Elucidating lactate metabolism in industrial CHO cultures through the combined use of flux balance and principal component analyses

Overflow metabolism in the form of lactate accumulation in proliferating mammalian cell cultures results in significant process design challenges for industrial bioprocesses. While lactate metabolism in CHO cell cultures naturally switches from lactate production (LP) to lactate consumption (LC) both in batch and fed-batch cultures, neither the exact mechanism nor what triggers the metabolic switch are well understood. Herein, a computational methodology based on flux balance analysis to analyse experimental data from multiple industrial CHO cell lines in order to identify key differences between the two metabolic states is presented.
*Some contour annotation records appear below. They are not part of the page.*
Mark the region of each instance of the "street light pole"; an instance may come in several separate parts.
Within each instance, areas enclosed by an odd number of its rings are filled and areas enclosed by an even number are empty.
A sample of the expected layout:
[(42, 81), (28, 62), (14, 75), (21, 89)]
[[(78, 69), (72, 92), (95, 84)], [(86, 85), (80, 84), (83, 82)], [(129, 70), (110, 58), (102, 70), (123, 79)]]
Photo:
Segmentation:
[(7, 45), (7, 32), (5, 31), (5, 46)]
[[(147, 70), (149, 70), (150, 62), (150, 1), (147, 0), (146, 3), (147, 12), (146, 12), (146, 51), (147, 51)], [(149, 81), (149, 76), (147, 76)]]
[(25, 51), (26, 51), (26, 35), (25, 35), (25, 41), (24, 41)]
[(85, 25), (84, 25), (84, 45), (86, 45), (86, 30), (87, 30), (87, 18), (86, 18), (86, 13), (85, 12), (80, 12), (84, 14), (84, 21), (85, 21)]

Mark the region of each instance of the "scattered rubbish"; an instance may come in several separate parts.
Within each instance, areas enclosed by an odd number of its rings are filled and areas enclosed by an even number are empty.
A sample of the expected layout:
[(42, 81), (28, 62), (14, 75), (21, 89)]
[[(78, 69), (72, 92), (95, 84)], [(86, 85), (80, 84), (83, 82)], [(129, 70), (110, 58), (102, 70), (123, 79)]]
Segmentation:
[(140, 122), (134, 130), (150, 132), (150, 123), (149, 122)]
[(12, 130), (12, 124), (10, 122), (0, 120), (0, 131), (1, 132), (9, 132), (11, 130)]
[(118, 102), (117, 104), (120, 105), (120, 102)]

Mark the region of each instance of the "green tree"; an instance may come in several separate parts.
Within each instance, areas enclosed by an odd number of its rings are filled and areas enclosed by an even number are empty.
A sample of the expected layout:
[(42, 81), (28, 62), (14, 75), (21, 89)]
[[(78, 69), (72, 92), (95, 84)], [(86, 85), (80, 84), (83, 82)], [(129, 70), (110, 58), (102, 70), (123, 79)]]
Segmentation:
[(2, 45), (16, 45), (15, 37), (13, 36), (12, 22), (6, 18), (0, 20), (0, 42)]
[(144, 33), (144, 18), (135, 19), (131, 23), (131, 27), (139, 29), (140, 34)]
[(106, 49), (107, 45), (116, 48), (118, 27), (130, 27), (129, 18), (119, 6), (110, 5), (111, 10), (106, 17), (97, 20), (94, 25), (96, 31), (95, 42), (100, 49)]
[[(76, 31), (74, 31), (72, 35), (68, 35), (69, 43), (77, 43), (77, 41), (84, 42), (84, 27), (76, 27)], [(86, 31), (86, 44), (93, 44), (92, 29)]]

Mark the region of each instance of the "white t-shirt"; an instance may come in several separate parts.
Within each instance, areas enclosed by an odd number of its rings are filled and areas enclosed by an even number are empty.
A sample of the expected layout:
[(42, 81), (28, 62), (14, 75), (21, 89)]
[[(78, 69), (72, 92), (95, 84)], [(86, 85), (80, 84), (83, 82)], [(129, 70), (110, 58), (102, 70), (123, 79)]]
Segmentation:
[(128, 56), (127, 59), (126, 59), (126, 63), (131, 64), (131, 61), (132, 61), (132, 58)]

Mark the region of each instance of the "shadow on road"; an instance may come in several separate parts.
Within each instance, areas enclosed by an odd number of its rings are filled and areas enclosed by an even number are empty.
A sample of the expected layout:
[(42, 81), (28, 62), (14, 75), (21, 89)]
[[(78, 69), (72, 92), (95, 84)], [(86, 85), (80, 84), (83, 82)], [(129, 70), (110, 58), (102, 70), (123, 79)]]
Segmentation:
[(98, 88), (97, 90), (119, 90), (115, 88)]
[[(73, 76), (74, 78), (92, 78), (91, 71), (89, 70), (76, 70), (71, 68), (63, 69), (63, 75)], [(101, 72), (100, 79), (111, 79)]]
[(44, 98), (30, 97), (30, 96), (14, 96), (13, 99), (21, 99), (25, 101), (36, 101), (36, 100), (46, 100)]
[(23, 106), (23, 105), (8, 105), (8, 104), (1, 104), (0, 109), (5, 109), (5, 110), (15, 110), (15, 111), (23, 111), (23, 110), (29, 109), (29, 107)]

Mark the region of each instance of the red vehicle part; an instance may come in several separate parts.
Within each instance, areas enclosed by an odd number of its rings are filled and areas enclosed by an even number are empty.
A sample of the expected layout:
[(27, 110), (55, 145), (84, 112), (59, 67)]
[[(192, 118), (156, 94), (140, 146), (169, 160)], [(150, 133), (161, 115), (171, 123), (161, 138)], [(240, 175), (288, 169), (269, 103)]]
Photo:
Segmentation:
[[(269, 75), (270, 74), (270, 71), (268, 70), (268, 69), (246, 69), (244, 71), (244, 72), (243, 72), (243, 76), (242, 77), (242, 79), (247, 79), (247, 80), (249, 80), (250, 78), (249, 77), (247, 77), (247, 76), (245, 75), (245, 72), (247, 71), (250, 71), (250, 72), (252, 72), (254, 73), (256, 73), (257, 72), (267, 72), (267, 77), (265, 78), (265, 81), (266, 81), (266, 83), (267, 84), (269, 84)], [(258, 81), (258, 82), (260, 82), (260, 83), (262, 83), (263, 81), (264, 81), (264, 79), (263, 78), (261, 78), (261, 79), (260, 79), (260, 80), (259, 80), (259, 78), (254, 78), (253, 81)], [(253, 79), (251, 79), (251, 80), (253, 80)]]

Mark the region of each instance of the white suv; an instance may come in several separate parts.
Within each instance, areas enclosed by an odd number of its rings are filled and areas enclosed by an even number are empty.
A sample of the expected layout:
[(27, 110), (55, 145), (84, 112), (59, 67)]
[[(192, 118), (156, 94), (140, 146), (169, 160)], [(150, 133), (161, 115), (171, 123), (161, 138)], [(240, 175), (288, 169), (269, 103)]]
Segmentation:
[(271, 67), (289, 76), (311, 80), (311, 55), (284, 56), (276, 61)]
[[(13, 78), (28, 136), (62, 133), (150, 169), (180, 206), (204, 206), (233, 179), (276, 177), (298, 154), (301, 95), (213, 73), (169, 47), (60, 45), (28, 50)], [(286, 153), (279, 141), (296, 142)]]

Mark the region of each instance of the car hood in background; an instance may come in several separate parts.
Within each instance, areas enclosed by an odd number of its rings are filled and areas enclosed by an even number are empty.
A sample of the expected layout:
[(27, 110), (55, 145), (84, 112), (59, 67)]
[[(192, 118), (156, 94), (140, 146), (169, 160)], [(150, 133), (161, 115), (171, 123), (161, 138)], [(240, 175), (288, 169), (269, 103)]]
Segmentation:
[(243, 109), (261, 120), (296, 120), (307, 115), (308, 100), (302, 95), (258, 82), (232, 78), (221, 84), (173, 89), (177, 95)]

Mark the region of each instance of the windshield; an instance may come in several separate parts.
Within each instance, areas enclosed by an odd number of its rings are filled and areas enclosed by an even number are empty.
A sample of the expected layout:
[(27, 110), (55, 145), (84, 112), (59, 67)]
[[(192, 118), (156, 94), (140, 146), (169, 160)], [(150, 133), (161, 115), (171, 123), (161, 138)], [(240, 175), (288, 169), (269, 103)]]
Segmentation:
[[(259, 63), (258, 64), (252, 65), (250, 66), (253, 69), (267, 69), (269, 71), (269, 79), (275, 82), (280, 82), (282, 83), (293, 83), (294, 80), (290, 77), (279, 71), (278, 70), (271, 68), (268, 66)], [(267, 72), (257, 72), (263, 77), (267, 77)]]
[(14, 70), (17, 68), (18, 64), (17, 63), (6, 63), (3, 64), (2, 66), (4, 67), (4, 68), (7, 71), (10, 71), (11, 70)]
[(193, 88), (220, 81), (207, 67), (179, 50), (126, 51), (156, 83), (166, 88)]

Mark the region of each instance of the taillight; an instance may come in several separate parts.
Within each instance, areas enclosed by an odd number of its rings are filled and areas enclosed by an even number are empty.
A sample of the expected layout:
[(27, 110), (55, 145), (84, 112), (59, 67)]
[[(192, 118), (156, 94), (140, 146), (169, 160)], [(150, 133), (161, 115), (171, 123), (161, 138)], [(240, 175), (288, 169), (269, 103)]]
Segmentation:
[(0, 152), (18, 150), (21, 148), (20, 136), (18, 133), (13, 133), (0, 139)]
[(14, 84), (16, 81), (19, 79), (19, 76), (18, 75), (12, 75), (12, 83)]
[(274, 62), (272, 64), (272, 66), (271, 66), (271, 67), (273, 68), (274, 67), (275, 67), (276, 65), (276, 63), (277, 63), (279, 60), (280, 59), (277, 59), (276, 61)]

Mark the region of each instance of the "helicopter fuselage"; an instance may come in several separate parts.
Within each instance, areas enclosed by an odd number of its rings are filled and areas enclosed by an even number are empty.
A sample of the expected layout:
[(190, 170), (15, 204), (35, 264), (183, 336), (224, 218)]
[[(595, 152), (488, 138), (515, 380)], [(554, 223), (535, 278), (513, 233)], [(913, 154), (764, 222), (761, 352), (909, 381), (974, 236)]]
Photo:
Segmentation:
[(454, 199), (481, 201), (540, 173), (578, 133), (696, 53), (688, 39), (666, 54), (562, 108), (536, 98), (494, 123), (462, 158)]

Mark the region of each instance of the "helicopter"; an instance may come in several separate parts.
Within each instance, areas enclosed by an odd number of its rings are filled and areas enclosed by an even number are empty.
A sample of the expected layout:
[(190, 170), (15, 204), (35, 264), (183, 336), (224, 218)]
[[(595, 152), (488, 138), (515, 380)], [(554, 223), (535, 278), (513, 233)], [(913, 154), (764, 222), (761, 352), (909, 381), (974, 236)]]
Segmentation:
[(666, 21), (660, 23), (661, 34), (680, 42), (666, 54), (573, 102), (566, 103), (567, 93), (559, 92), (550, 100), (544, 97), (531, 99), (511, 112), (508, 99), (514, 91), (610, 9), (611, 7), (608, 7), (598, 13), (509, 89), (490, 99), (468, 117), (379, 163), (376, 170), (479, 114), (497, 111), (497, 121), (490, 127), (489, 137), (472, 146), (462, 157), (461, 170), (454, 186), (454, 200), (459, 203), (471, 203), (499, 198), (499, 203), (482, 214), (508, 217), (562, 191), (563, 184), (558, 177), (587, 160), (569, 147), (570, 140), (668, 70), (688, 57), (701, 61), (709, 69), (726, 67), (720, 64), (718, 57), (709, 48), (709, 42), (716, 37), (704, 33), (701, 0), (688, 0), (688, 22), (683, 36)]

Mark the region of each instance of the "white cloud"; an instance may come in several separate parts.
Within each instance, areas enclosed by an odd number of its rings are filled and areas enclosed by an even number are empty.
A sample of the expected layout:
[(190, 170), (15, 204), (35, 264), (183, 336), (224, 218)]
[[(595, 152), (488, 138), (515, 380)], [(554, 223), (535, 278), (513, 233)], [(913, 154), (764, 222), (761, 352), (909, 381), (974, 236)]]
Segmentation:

Experimentally determined uptake and secretion rates from the LP and LC states of four industrial cell lines were used to constrain a CHO genome-scale model. Subsequently, a large number of sampled flux distributions were retrieved from the space of feasible solutions for each state (LP, LC) and cell line using an Artificial Centering Hit-and-Run algorithm. The sampled flux distributions were labelled and randomised before being analysed by principal component analysis (PCA). PCA was able to identify and completely separate samples from the two metabolic states. Based on a detailed analysis of PCA loadings a mechanism detailing the function and switch of lactate metabolism is proposed. Briefly, we hypothesize that (I) the production of lactate is linked to the regeneration of the NAD+ pool in the cytosol as a result of large passive glucose intake, (II) the switch in lactate metabolism is regulated by (i) the concentration difference between extracellular and intracellular lactate and (ii) the transmembrane proton gradient.